Arte: The director was forced to shoot this nugget of a western

Arte: The director was forced to shoot this nugget of a western

Bandido Caballero is Robert Mitchum’s first feature and his second collaboration with director Richard Fleischer, who completely “shot” (returned after principal photography) Finished Laughing.

In its early stages of development, Bandido Caballero is still called horse opera. Fleischer is excited by the news that a lucky Mexican soldier frees a film crew from Pancho Villa and runs away with them to Hollywood when he falls in love with the group’s young premiere and accidentally becomes a movie star.

When he signs on to do the project, he’s excited in advance, as he confides in his memoirs, Just tell me when to cry :

All the conditions were met: Jax was a good guy, Mitchum was funny, the plot was a light and satirical adventure, and the whole thing had to be shot in romantic and picturesque Mexico.

This good story is to be turned into a screenplay by Earl Felton, and he has time to write after Fleischer leaves the shooting of The Girl on the Swing. However, on his return, Felton only wrote “just under half” Horse Opera and finally decided to go for a very classic adventure/western movie, skipping Pancho Villa and anything to do with Hollywood.

Robert Mitchum vs. Gilbert Roland

After that, the project got off to a bad start, it didn’t look like what he had originally received, and Fleischer tried to get out of it.
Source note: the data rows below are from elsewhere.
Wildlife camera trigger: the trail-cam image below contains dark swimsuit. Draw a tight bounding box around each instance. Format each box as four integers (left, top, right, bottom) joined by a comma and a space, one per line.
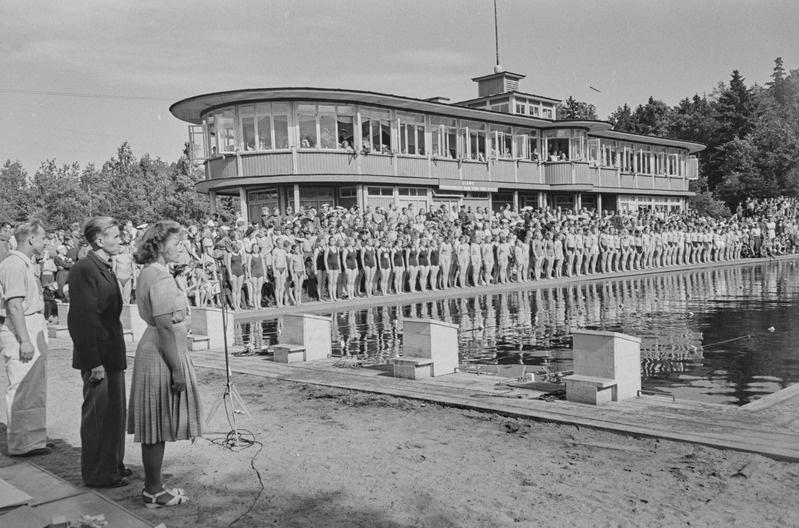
327, 249, 339, 271
419, 249, 430, 266
344, 251, 358, 269
230, 253, 244, 277
250, 257, 264, 278
363, 248, 376, 268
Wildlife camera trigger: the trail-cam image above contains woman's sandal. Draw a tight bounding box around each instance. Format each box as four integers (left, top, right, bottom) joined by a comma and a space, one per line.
141, 488, 189, 509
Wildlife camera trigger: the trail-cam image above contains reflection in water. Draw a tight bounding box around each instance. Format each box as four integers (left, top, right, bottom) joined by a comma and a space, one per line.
237, 261, 799, 405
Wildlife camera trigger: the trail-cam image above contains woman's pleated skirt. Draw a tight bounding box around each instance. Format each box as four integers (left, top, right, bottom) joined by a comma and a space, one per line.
128, 323, 203, 444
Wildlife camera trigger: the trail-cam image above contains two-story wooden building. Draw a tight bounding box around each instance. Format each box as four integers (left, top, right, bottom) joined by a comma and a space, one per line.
170, 68, 704, 222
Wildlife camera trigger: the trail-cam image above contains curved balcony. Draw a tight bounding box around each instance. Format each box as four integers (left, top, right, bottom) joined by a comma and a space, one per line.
198, 149, 688, 192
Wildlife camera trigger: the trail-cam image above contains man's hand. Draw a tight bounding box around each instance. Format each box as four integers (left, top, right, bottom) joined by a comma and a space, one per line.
89, 365, 105, 381
172, 372, 186, 393
19, 341, 36, 363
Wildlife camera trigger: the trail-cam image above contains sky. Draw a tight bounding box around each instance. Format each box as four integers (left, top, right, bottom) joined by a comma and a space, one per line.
0, 0, 799, 174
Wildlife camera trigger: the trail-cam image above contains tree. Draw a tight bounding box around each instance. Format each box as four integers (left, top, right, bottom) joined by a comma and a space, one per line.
555, 96, 598, 121
27, 160, 90, 228
688, 191, 730, 218
608, 103, 635, 132
0, 160, 29, 223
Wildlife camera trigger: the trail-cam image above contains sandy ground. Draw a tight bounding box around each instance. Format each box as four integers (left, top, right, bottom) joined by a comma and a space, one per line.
0, 341, 799, 528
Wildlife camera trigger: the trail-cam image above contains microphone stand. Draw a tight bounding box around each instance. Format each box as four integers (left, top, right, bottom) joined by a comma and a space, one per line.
205, 258, 263, 447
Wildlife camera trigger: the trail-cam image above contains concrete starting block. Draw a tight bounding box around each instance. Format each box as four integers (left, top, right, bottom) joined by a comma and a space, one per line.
392, 319, 458, 380
272, 314, 333, 363
563, 330, 641, 405
272, 345, 308, 363
191, 308, 234, 350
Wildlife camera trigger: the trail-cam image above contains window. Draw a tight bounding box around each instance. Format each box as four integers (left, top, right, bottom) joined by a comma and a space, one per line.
619, 143, 635, 172
655, 147, 666, 174
490, 125, 513, 159
239, 105, 256, 152
460, 121, 486, 161
397, 112, 425, 156
297, 103, 354, 150
569, 130, 586, 161
430, 117, 458, 159
635, 147, 652, 174
600, 139, 618, 167
215, 109, 236, 152
361, 108, 391, 154
397, 187, 427, 197
513, 128, 540, 161
588, 139, 601, 164
544, 129, 585, 161
366, 187, 394, 196
272, 103, 289, 149
297, 104, 319, 148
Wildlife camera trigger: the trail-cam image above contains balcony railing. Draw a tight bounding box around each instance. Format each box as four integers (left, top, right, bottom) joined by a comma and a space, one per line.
205, 149, 688, 191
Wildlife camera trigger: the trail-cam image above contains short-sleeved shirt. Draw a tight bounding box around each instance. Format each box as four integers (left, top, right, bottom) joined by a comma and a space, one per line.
136, 262, 188, 326
0, 250, 44, 317
0, 240, 11, 262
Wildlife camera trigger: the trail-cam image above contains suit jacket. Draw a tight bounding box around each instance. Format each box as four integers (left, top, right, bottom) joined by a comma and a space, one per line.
67, 251, 128, 371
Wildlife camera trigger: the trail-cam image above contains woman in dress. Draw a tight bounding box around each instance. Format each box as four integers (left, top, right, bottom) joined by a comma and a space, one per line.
128, 221, 202, 508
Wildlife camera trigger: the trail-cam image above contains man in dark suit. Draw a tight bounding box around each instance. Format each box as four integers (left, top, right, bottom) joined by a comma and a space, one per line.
68, 216, 132, 488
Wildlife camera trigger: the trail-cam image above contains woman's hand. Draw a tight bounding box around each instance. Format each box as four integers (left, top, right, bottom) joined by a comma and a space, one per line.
172, 372, 186, 393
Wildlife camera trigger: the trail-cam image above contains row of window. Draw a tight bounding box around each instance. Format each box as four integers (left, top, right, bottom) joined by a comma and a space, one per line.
192, 102, 685, 176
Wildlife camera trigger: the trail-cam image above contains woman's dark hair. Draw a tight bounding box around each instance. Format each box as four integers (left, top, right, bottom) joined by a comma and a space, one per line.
133, 220, 183, 264
83, 216, 119, 249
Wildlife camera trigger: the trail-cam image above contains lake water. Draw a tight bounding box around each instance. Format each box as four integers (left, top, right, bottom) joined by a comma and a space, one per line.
236, 260, 799, 405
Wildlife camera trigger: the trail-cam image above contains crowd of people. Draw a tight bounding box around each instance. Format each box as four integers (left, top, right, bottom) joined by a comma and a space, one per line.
0, 197, 799, 318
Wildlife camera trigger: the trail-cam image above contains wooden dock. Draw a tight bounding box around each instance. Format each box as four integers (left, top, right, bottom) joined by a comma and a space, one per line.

He alerts Jack, his producer, who informs the studio United Artists. The filmmaker recalls that after that everything got complicated:

“When a star comes on board and the director leaves because he hates the script, everyone gets hysterical. They’re afraid the star will freak out and leave the project.”
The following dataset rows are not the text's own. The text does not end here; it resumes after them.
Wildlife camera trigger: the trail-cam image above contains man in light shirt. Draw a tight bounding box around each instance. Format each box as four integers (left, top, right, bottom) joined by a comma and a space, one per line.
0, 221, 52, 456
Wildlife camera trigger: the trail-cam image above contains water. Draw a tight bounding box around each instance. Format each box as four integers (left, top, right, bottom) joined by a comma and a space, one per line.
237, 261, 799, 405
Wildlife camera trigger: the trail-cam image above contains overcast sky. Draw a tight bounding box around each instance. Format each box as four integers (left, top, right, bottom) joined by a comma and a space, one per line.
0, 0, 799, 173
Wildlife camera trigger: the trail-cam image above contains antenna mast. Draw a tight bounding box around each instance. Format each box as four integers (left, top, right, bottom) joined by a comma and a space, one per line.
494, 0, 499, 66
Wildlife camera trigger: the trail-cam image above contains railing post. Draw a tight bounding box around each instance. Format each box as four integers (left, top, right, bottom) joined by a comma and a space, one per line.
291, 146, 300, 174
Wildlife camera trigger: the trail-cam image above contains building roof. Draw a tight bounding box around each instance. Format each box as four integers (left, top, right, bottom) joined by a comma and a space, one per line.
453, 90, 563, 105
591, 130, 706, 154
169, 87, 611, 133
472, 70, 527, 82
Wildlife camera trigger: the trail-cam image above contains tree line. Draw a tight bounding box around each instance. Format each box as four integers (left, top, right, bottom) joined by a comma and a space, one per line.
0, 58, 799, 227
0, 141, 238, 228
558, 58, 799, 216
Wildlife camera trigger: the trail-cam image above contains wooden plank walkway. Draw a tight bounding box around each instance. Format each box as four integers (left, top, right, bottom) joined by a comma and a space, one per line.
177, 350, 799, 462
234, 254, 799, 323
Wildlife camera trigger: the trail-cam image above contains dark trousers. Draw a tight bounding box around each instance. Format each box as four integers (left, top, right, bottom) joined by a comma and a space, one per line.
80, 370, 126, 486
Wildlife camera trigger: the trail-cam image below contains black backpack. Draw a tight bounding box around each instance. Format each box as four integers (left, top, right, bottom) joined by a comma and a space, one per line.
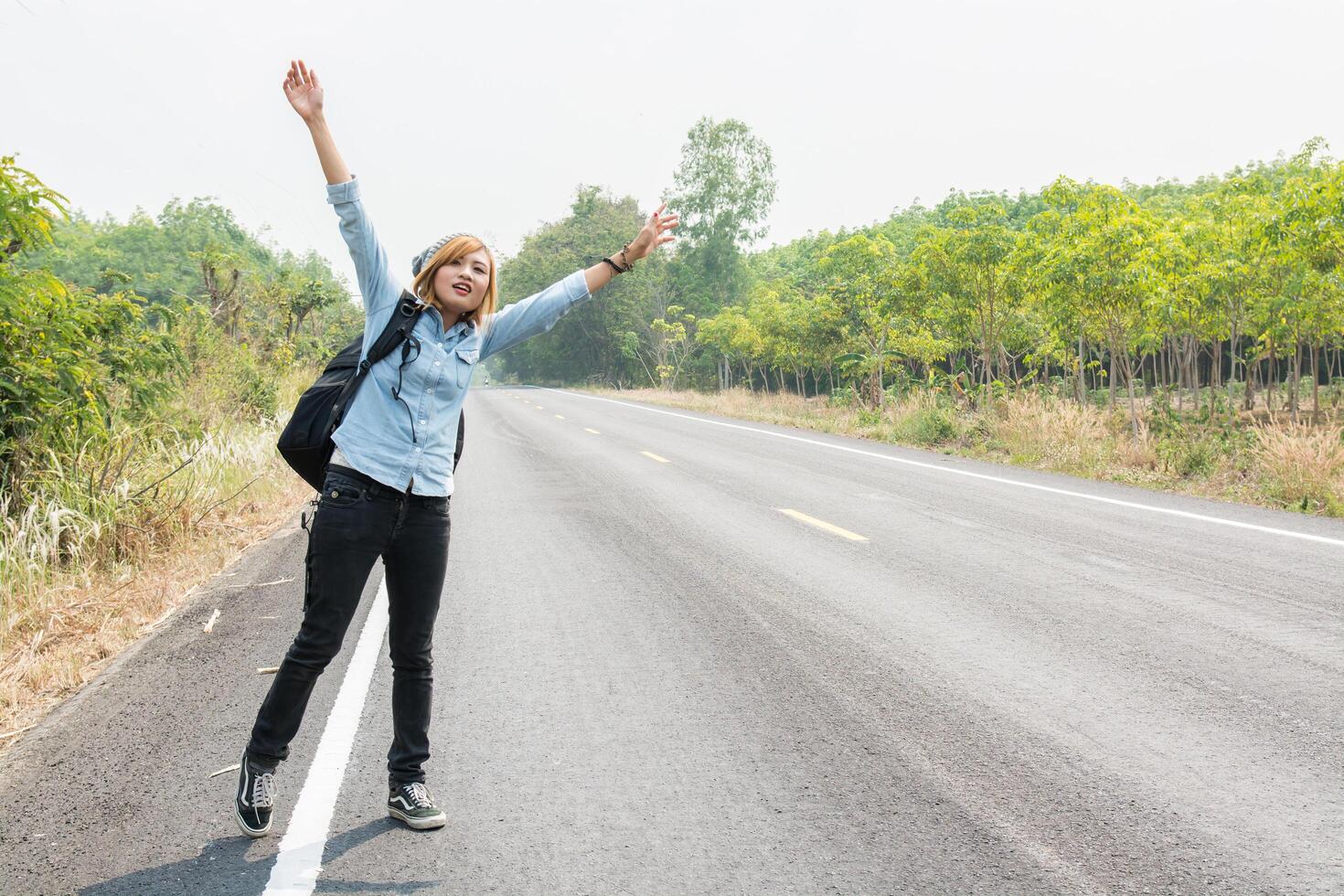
275, 290, 466, 492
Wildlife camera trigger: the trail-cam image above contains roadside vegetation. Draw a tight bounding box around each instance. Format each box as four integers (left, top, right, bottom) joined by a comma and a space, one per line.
0, 157, 361, 748
498, 120, 1344, 516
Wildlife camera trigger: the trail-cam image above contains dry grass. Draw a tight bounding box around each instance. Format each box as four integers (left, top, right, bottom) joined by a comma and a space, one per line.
587, 389, 1344, 516
1252, 423, 1344, 512
0, 375, 311, 750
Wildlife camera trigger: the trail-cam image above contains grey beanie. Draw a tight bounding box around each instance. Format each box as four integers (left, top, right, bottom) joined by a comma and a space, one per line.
411, 232, 495, 277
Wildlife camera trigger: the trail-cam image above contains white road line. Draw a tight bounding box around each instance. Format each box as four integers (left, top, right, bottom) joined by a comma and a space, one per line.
538, 387, 1344, 548
262, 581, 387, 896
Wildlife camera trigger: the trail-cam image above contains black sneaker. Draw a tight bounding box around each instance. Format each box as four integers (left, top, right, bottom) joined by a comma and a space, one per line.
387, 781, 448, 830
234, 750, 277, 837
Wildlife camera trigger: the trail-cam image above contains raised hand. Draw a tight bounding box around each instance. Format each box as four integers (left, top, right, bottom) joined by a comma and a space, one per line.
625, 203, 680, 262
283, 59, 323, 121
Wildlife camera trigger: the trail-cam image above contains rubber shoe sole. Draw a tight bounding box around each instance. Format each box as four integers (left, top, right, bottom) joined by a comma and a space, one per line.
387, 806, 448, 830
234, 750, 275, 839
234, 799, 274, 839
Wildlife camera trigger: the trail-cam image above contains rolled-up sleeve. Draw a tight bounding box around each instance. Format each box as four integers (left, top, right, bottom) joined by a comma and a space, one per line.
326, 175, 400, 315
480, 270, 592, 361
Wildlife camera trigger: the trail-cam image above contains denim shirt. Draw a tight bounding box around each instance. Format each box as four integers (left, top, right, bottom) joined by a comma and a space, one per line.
326, 175, 592, 497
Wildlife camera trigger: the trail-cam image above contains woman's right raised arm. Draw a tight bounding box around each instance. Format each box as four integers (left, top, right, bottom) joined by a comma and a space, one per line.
283, 59, 400, 324
283, 59, 351, 184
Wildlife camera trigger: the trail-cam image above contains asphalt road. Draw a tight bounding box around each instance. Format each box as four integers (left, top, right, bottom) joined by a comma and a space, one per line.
0, 389, 1344, 896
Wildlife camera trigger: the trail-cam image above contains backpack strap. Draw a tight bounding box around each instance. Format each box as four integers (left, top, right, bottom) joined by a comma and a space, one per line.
358, 289, 429, 373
(…) But I had a contract and they got stuck. ‘Leave us and it’s a trial, my boy.’ I could go and maybe win the case. But what if I lose? At this point in my career, I really didn’t need the ordeal. So I stayed and asked him to rewrite the script.

Except Mitchum has other commitments and filming is due to start in six weeks. This is panic. “There wasn’t enough time to get an original idea and write a script from scratch”Fleischer recalls. “We had to start from the existing scenario, trying to understand it.”
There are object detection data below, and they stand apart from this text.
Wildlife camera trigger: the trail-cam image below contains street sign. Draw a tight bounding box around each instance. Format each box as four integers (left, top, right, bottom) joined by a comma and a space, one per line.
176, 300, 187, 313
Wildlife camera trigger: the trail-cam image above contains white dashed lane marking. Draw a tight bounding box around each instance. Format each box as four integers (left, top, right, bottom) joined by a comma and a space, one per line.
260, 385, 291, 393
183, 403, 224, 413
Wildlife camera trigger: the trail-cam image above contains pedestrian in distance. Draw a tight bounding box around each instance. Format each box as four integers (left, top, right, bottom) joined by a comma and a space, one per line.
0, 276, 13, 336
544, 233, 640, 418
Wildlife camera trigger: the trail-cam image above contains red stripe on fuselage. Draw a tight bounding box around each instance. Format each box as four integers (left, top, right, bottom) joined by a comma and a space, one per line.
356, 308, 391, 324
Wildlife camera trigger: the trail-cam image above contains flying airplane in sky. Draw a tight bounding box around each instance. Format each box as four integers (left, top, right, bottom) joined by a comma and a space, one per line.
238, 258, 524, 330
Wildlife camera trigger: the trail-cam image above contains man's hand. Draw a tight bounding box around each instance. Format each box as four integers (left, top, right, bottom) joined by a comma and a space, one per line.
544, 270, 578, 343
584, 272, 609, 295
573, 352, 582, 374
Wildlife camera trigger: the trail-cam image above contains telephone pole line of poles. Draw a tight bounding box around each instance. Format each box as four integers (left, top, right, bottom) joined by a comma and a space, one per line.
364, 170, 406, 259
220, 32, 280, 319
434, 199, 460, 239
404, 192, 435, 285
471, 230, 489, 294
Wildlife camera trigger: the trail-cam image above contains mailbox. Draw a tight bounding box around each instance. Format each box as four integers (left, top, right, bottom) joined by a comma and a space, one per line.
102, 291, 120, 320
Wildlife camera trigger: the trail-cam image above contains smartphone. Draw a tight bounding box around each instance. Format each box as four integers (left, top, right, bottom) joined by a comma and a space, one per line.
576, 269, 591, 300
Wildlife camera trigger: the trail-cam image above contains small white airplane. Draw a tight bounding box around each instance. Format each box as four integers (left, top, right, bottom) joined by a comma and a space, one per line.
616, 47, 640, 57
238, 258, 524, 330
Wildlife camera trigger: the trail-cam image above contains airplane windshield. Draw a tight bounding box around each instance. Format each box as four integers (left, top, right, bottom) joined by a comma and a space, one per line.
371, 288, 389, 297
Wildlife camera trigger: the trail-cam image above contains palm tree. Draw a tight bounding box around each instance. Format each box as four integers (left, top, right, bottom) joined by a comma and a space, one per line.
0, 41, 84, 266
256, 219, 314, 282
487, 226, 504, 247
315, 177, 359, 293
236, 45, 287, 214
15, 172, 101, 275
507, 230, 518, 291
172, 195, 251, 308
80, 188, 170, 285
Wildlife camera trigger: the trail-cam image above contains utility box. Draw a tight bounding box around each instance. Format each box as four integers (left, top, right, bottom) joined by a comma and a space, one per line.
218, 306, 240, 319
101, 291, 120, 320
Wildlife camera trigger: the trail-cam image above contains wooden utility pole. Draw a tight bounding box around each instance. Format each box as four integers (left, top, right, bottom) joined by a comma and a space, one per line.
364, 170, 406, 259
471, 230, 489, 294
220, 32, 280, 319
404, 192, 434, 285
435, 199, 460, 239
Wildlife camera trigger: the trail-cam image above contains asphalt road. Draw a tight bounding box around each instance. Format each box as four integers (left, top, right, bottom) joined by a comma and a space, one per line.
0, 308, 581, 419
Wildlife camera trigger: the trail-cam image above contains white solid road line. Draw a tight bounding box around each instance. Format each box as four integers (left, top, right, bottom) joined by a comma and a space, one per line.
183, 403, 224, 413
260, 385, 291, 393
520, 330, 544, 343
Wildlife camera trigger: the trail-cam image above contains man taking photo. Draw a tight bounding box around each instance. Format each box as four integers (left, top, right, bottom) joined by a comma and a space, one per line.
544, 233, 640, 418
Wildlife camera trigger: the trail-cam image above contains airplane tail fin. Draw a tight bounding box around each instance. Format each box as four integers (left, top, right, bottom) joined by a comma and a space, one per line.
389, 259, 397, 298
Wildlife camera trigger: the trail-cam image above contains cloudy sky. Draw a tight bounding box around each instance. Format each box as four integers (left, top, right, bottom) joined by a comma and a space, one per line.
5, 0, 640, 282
Eventually, Horse Opera becomes Bandido Caballero and tells how Wilson, an arms dealer, offers to do business with the regular Mexican army fighting against the rebels. In order to find weapons for them, Wilson plans to steal some of Kennedy’s guns.

Fleischer made up for his bad luck with a good heart by enjoying filming in Mexico and turning out a very enjoyable film that would be a huge success when it was released in 1956.